Page:Féron - La revanche d'une race, paru dans L'Étoile du Nord, 1927-1928.djvu/282

Cette page a été validée par deux contributeurs.

Il fallait t’apprendre ce fait pour mieux te préparer à une très grosse épreuve.

— Monsieur l’abbé, répondit le lieutenant d’une voix angoissée, quant à moi, je suis prêt à tout, à toutes les épreuves, à toutes les catastrophes. Mais c’est à Violette qu’il faut penser ! C’est d’elle qu’il faut éloigner l’épreuve et la souffrance. Ah ! comme tout à l’heure elle était heureuse ! Je le sentais, je la voyais… Et maintenant faudra-t-il que ce bonheur à peine né s’éclipse à l’approche d’un sombre nuage ? Est-ce que déjà les beaux rêves ébauchés vont s’éparpiller et s’évanouir sous le vent d’orage ? Ah ! cruauté du sort !… gémit le malheureux tandis que ses traits se crispaient douloureusement.

— Jules, dit l’abbé avec un accent de doux reproche, je te pensais plus courageux.

— Eh ! monsieur l’abbé, ne le suis-je pas assez ? répliqua le lieutenant avec un sourire amer. Mais ne comprenez-vous pas que c’est Violette qui souffrira… si déjà à cette heure elle ne verse des torrents de larmes !… Le sait-elle que son père a été arrêté ?
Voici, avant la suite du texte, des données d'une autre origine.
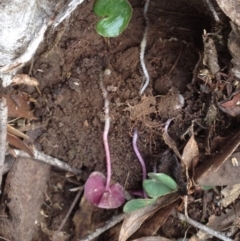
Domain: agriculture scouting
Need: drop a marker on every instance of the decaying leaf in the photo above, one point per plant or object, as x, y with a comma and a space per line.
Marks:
230, 193
219, 223
154, 223
18, 105
221, 177
190, 151
13, 140
231, 107
83, 219
24, 79
169, 141
211, 164
18, 133
135, 219
210, 58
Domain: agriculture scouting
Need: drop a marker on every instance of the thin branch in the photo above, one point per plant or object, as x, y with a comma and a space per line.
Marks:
144, 172
212, 9
40, 156
114, 220
67, 10
106, 130
55, 236
143, 47
202, 227
3, 134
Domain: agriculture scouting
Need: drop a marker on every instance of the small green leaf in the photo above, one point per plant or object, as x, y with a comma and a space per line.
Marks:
205, 188
136, 204
115, 14
160, 185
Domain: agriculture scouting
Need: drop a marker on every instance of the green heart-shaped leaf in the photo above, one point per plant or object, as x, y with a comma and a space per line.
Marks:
136, 204
116, 15
160, 185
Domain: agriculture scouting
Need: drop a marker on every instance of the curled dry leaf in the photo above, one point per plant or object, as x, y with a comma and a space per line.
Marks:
135, 219
24, 79
190, 151
219, 223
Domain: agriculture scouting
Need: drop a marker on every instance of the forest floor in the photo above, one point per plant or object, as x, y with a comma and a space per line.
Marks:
70, 110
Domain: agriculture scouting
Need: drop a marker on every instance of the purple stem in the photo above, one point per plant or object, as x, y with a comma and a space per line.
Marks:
144, 172
105, 134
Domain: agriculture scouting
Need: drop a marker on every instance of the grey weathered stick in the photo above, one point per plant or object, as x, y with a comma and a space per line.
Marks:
67, 10
40, 156
115, 220
55, 236
142, 49
202, 227
3, 134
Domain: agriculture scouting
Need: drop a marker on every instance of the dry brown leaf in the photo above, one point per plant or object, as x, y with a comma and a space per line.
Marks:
230, 193
190, 151
154, 223
169, 141
219, 223
83, 219
214, 162
232, 106
24, 79
227, 174
210, 58
13, 140
18, 133
135, 219
18, 105
159, 238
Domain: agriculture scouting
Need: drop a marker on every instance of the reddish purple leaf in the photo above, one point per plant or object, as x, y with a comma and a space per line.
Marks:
95, 192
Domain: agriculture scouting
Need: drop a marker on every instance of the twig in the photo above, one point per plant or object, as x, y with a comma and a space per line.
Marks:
143, 47
67, 10
144, 172
3, 135
49, 160
114, 220
25, 57
55, 236
202, 227
3, 129
212, 9
106, 130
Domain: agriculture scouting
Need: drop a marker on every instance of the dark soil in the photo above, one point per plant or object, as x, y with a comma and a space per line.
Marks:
71, 104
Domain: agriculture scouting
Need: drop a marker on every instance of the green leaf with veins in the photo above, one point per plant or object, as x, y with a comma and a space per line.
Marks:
160, 185
136, 204
115, 14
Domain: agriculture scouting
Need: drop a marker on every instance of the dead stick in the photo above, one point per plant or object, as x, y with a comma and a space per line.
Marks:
114, 220
202, 227
3, 134
49, 160
68, 214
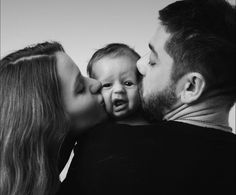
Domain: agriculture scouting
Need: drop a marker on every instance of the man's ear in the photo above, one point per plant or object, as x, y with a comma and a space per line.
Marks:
193, 87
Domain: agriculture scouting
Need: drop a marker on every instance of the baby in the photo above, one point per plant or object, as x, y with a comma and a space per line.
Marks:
115, 67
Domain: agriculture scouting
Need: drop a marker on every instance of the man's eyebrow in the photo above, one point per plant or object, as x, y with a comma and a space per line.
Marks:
152, 49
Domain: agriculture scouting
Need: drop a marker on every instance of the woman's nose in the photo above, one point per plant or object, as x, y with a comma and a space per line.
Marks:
95, 86
142, 63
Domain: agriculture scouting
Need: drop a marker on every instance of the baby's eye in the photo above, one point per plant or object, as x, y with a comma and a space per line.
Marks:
106, 85
128, 83
79, 89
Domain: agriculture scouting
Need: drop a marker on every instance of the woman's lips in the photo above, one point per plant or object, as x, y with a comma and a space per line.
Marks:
119, 105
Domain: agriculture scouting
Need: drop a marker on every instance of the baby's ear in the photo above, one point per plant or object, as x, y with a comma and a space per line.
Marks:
193, 87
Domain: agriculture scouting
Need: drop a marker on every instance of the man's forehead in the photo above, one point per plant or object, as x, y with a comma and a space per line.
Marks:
160, 37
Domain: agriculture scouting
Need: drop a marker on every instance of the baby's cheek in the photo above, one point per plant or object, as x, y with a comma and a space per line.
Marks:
107, 101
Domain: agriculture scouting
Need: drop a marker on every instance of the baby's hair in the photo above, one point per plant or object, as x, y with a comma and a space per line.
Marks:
111, 50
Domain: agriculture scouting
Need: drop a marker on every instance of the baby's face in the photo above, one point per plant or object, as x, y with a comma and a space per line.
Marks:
120, 87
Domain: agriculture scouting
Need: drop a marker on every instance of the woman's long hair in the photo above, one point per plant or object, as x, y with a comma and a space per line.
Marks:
32, 121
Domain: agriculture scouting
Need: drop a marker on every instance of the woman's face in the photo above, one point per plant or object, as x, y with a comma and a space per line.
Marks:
81, 95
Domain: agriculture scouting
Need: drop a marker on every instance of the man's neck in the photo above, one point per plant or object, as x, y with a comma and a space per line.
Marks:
211, 113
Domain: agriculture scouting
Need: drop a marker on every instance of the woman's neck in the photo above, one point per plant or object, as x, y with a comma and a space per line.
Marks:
211, 113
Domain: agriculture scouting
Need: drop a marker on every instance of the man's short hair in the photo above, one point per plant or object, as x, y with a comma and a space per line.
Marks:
202, 40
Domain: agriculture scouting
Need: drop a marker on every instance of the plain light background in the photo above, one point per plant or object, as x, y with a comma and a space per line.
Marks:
81, 26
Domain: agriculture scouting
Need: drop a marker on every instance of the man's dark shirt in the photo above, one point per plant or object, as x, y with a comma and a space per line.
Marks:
163, 158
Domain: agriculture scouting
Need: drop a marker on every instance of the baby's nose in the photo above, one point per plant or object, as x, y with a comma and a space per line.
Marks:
95, 87
118, 88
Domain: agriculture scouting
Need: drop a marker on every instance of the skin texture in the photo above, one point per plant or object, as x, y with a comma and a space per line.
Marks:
81, 95
120, 85
157, 90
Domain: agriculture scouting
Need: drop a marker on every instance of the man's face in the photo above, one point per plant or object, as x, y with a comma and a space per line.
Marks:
157, 89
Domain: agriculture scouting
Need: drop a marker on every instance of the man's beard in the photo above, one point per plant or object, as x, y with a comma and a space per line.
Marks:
156, 104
— Je pense qu’elle sait tout en ce moment, parce que le chirurgien a dû le lui apprendre, comme il en était chargé. Mais je suis tranquille : je connais trop sa vaillance pour m’inquiéter à son sujet. Violette, j’en suis certain, saura surmonter cette épreuve avec tout l’héroïsme de son amour pour toi.
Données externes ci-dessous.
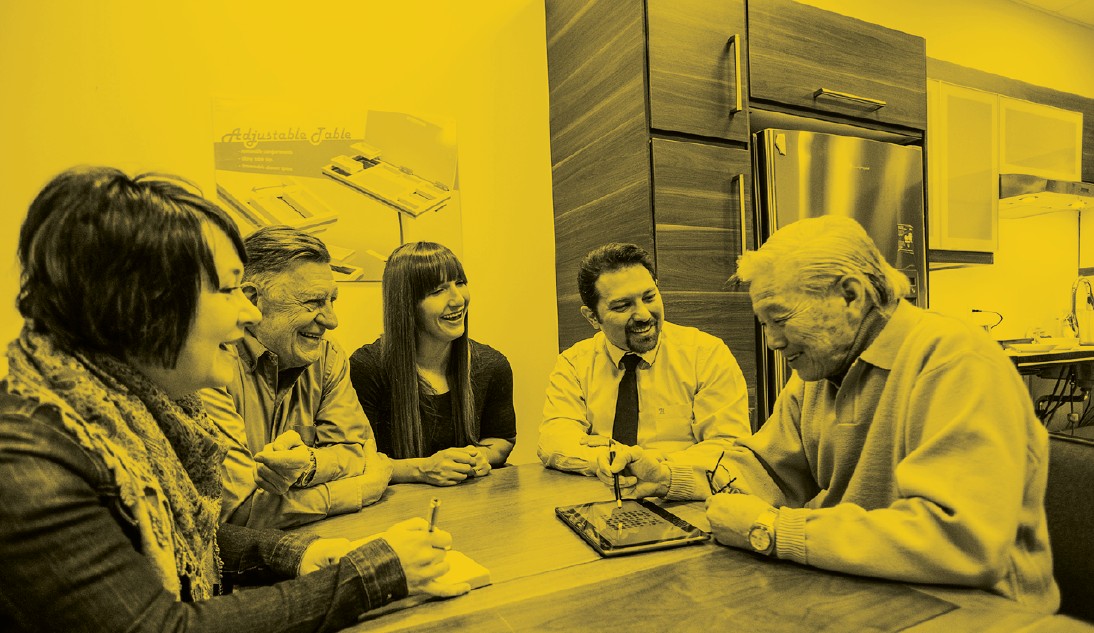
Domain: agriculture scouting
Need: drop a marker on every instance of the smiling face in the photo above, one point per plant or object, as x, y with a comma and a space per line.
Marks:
815, 333
442, 314
629, 309
208, 356
298, 309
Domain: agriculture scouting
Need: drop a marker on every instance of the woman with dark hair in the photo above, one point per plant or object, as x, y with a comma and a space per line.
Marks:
109, 468
440, 403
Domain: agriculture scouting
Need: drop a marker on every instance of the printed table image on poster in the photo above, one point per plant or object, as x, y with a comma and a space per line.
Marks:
362, 182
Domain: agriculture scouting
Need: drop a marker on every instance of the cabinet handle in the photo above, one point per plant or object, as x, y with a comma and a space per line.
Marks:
741, 206
875, 103
737, 83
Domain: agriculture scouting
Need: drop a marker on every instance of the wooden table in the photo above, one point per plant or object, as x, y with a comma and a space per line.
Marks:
546, 578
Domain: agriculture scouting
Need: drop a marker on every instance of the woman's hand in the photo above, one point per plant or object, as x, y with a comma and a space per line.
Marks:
323, 553
421, 553
450, 466
481, 466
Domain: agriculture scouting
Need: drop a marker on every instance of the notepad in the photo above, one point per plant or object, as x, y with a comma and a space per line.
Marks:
464, 570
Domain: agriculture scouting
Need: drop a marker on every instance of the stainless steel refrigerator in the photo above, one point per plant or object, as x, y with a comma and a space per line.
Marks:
803, 174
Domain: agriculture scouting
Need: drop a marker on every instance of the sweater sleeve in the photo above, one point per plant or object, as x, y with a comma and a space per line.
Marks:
945, 526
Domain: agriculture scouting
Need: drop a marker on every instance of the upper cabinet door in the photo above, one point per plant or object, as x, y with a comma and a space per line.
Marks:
1039, 140
963, 186
815, 59
697, 74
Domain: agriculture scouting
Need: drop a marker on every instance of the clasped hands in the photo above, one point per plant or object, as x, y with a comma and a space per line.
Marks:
451, 466
643, 473
281, 462
421, 554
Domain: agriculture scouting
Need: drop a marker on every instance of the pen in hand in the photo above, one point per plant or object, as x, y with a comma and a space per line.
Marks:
433, 505
615, 477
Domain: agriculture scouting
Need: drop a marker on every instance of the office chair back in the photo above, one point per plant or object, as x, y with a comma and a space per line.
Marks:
1069, 505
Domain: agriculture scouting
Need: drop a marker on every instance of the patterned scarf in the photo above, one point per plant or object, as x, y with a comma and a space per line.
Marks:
164, 454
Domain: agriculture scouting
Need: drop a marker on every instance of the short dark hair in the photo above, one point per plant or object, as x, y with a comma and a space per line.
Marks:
274, 249
608, 258
115, 265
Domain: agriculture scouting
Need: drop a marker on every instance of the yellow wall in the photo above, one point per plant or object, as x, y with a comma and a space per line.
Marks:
996, 36
127, 83
1037, 257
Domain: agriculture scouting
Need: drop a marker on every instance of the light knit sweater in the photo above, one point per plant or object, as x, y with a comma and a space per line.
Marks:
927, 465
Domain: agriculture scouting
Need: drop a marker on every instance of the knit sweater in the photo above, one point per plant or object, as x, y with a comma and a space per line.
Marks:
926, 465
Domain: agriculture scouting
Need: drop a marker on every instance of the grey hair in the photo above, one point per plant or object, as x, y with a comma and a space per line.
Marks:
274, 249
821, 250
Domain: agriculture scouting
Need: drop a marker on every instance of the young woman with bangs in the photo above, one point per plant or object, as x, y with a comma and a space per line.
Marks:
440, 403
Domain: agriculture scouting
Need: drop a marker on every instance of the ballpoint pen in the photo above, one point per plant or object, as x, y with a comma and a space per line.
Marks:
615, 477
433, 505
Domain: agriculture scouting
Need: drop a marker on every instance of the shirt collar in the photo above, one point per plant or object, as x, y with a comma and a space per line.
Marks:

— Mais enfin, quelle est donc cette grosse épreuve dont vous me parliez tantôt ? demanda Jules très inquiet.

L’abbé n’eut pas le temps de répondre, on venait de frapper à la porte.
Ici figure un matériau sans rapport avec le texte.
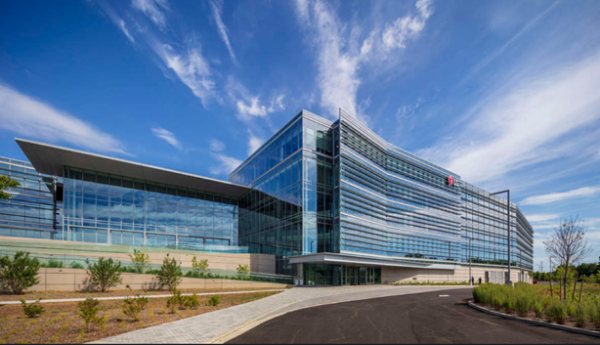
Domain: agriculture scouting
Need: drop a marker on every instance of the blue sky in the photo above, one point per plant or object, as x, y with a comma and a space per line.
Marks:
504, 93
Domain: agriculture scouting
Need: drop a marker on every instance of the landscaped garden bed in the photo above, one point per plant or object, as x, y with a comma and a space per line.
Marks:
61, 322
537, 302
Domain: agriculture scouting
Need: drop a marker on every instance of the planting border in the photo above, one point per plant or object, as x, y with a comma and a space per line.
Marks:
534, 322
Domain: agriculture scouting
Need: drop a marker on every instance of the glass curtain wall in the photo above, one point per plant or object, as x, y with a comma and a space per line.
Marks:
102, 208
33, 211
393, 204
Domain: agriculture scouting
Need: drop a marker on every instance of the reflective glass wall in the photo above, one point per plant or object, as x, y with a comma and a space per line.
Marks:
33, 211
392, 203
102, 208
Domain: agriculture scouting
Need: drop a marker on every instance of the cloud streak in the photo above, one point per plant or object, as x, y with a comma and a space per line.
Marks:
217, 11
167, 136
22, 114
582, 192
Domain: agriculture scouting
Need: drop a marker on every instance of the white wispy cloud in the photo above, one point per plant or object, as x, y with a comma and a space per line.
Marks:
227, 164
338, 61
125, 31
167, 136
216, 145
190, 67
153, 9
524, 122
217, 10
254, 142
28, 117
554, 197
535, 218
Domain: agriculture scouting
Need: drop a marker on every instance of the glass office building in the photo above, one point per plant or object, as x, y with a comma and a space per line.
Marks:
35, 211
332, 201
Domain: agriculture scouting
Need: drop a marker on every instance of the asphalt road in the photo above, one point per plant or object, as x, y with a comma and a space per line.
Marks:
408, 319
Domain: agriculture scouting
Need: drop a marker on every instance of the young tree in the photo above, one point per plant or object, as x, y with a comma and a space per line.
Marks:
7, 182
19, 272
170, 273
104, 274
140, 260
568, 245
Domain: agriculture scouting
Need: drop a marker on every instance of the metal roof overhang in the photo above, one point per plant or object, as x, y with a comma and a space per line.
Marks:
51, 160
334, 258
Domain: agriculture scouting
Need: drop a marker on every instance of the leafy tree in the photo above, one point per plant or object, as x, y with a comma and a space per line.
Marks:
7, 182
140, 260
569, 246
199, 266
19, 272
170, 273
105, 273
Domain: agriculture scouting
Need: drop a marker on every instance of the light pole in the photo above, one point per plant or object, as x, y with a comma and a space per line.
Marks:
508, 224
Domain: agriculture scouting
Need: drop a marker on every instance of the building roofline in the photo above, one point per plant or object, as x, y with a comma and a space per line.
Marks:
51, 159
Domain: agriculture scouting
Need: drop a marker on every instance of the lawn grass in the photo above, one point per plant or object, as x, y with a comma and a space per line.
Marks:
60, 323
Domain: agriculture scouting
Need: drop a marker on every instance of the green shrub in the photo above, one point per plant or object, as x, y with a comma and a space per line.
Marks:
133, 306
556, 312
19, 272
88, 311
523, 304
176, 300
170, 273
140, 260
32, 310
214, 301
581, 314
75, 264
538, 308
104, 274
595, 311
191, 301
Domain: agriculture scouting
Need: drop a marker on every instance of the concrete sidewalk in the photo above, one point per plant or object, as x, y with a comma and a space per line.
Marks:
223, 325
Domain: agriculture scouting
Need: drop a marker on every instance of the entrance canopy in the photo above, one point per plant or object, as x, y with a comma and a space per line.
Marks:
357, 260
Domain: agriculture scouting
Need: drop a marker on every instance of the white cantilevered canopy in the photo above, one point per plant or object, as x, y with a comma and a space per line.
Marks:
357, 260
52, 160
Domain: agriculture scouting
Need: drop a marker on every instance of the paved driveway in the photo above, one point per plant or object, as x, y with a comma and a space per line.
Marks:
408, 319
222, 325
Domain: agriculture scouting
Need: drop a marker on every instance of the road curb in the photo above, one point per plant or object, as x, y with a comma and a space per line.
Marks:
534, 322
250, 324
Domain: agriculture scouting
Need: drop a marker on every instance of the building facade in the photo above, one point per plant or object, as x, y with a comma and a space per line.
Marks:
333, 202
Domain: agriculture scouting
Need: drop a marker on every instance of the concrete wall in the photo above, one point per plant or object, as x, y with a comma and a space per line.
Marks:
69, 279
260, 263
401, 274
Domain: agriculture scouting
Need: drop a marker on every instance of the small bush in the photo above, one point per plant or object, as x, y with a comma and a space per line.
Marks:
133, 306
581, 315
140, 261
214, 301
176, 300
538, 308
556, 312
104, 274
170, 273
77, 265
191, 302
19, 272
88, 311
32, 310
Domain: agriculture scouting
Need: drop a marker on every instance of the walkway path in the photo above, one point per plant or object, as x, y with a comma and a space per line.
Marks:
223, 325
Il alla ouvrir. Puis, reconnaissant les personnes qui entraient, il revint aussitôt près de Jules à qui il murmura d’une voix très tendre.

— Mon fils, voici l’épreuve ! Sois fort et courageux ! Songe à elle car elle est là aussi ! Oui, songe à elle, puisque c’est elle qui t’a sauvé !

Alors, Jules se raidit, reprit son calme et serra énergiquement la main que l’abbé abandonnait.

Sept personnages venaient de pénétrer dans la chambre.

C’était d’abord le chirurgien en chef suivi d’un juge d’instruction.

Puis venait monsieur Durieux, l’agent de police, accompagné d’un autre agent. Entre ces deux hommes de police marchait Harold Spalding, tremblant, défait, pitoyable.

En dernier lieu venaient Pascal et Violette. La jeune fille avait insisté pour être admise à la confrontation.

Le chirurgien et le juge d’instruction s’étaient approchés jusqu’au chevet du blessé.